Thank you for all suggestions/posts. We have just had thermal imaging people out (insurance company have organised this) and we apparently now have the answer - the leak is in the central heating pipe under the kitchen floor. To the right of the table you can see in the photo. The whole concrete floor in the kitchen is showing very high water saturation levels apparently and a circular hotspot around a pipe burried in the concrete floor was identified as the source - after 2 hours of detailed investigation. However, how the water is 'wicking' up the wall is a bit of a mystery since we have inserted a plastic tab half way up the wooden strut, but apparently this is possible!
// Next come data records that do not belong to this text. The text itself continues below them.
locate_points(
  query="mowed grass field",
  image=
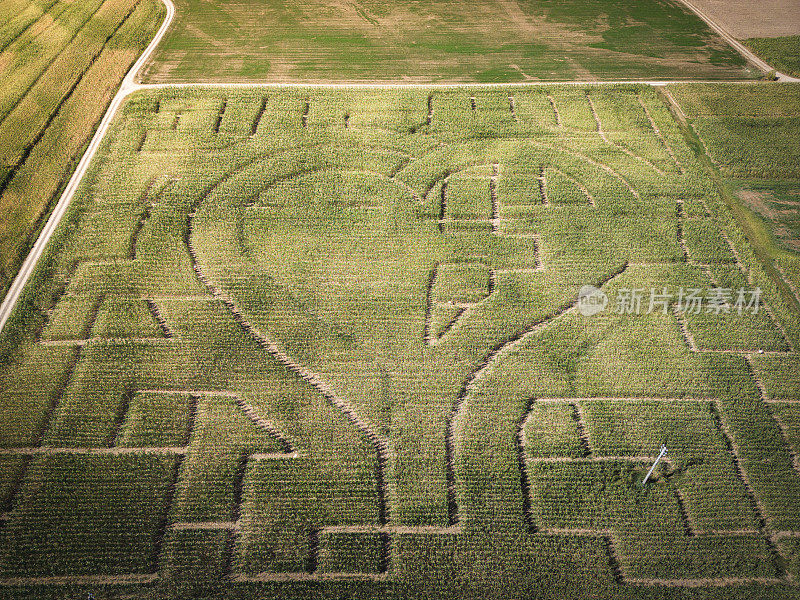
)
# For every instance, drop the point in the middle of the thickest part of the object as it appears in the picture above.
(325, 343)
(749, 134)
(449, 41)
(61, 62)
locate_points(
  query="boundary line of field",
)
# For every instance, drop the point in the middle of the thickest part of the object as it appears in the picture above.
(128, 85)
(738, 46)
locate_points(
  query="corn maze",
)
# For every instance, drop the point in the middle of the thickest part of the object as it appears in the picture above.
(303, 341)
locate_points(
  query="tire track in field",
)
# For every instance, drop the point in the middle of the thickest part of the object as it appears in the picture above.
(478, 372)
(620, 147)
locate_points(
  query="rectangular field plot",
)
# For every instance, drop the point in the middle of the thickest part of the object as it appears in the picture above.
(86, 515)
(335, 343)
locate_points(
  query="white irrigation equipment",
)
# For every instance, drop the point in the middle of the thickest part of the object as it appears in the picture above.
(658, 458)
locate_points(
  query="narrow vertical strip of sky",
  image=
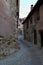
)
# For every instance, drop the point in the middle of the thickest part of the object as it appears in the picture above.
(25, 7)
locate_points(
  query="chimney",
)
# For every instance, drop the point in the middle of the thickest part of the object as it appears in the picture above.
(31, 7)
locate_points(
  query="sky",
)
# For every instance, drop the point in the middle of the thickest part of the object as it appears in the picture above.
(25, 7)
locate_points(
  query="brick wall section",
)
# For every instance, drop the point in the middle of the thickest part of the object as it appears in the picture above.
(5, 19)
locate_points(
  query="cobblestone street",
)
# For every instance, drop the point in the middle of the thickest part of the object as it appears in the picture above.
(27, 55)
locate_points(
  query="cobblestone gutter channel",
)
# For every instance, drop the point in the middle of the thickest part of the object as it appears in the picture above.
(8, 46)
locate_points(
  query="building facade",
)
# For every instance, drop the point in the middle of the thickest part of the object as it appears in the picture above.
(8, 17)
(33, 24)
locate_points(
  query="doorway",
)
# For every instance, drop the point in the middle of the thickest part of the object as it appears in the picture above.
(41, 34)
(35, 37)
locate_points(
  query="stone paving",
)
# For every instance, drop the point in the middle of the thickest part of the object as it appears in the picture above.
(27, 55)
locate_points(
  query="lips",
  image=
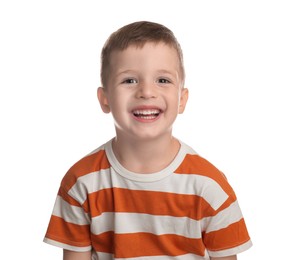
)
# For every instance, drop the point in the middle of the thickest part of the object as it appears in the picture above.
(146, 114)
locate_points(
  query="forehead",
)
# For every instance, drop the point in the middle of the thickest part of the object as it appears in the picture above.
(159, 55)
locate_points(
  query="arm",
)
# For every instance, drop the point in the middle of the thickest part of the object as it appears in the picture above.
(71, 255)
(232, 257)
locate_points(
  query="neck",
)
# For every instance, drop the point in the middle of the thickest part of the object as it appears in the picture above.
(146, 156)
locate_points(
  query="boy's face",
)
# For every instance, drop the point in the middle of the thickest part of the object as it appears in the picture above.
(144, 92)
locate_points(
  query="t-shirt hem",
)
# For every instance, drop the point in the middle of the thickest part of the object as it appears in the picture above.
(66, 246)
(231, 251)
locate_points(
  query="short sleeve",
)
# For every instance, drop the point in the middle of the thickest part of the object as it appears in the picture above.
(69, 226)
(225, 233)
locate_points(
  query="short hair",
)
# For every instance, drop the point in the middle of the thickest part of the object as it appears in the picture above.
(137, 34)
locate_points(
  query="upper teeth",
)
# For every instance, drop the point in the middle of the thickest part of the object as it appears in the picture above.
(146, 112)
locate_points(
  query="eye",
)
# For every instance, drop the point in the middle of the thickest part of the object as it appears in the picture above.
(130, 81)
(163, 81)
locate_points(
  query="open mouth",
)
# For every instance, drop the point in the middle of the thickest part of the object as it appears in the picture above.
(146, 114)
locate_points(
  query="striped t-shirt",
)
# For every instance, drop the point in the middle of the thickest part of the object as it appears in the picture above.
(186, 211)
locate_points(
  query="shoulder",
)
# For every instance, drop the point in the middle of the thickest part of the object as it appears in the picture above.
(93, 162)
(205, 173)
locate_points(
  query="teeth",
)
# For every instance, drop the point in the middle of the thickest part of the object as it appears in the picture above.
(146, 112)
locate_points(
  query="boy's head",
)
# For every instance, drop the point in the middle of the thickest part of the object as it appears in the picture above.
(137, 34)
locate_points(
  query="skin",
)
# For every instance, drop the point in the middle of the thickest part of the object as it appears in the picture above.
(143, 80)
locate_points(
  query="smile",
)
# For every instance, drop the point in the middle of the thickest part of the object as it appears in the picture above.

Further up the wall, hole put in and camera put in but only condensation found in there. Even these guys said this was a hard one to determine, and lets hope they are right! The thermal imaging camera was really good. Thank you again for all your suggestions, it was a real help.
 
i was going to say it may be a pipe in the concrete,mmm
actually this reminds me of a job i went to
carpet in living soaking wet,eventually traced the problem to central heating pipe behind cooker! 15 feet away,it had followed the pipe run thru the concrete
bob
 
As steveb noted there appears to be a small damp patch on the other side of the door also .. so it seems like its coming up rather than down .. get hold of a protimeter (moisture meter) and take some readings around the house particularly the floor around the damp patches or get an inspection done (www.ihi.org.uk) .. usually rising damp is easy to diagnose but difficult by photo. Damp patches look a little too clean and wallpaper still stuck on so without a full inspection hard to say. gulluck!!!
 
Hello,

I have a similar poblem and have just bought an endoscope off Ebay for £40. It has a light at the end and you can poke it through floorboards without having to take them all up. I hope this helps.